We also assessed the damaging effects of the two rare de novo CNVs by looking at the pLI score of the genes involved. Proband_066 presented with a large 656 kb de novo deletion on chromosome 11, spanning 6 genes in total. This deletion partially overlapped with a deletion reported in 2014 in a patient with cryptorchidism and NOA18. Two genes affected in both patients, QSER1 and CSTF3, are LoF-intolerant with pLI scores of 1 and 0.98, respectively. In particular, CSTF3 is highly expressed within the testis and is known to be involved in pre-mRNA 3′-end cleavage and poylyadenylation19.

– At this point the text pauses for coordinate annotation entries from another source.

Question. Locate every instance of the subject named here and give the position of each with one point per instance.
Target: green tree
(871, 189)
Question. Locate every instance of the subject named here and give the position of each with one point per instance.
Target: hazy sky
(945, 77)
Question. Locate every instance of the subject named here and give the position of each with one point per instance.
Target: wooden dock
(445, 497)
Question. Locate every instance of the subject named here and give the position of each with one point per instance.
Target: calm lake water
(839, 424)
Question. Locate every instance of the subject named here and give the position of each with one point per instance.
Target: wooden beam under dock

Missense intolerance in de novo mutation genes
To systematically evaluate and predict the likelihood of these DNMs causing male infertility and identify novel candidate disease genes, we assessed the predicted pathogenicity of all DNMs using three prediction methods based on SIFT20, MutationTaster21, and PolyPhen222 with a minimum of 2 of the 3 showing pathogenicity to define a variant as Pathogenic. Using this approach, 84 of 145 rare protein-altering DNM were predicted to be pathogenic, while the remaining 61 were predicted to be benign. To further analyse the impact of the variants on the genes affected, we looked at the missense Z-score of all 122 genes affected by a missense variant, which indicates the tolerance of genes to missense mutations23. We identified no significant enrichment in missense DNMs in missense-intolerant genes in our infertile cohort when compared to controls (median Z-score in male infertility patients = 0.83, median Z-score in controls = 1.04, p value = 1, N simulations = 100,000) (Supplementary Fig. 4b). Interestingly, however, we observed a significantly higher median missense Z-score in genes affected by a missense DNM predicted as pathogenic (median Z-score = 1.21, n = 63) when compared to genes affected by predicted benign (median Z-score = 0.98, n = 59) missense DNMs in our cohort (p value = 5.01 × 10−4, Fig. 1b). It should be noted that the same analysis in controls showed no such significant difference (Supplementary Fig. 4c).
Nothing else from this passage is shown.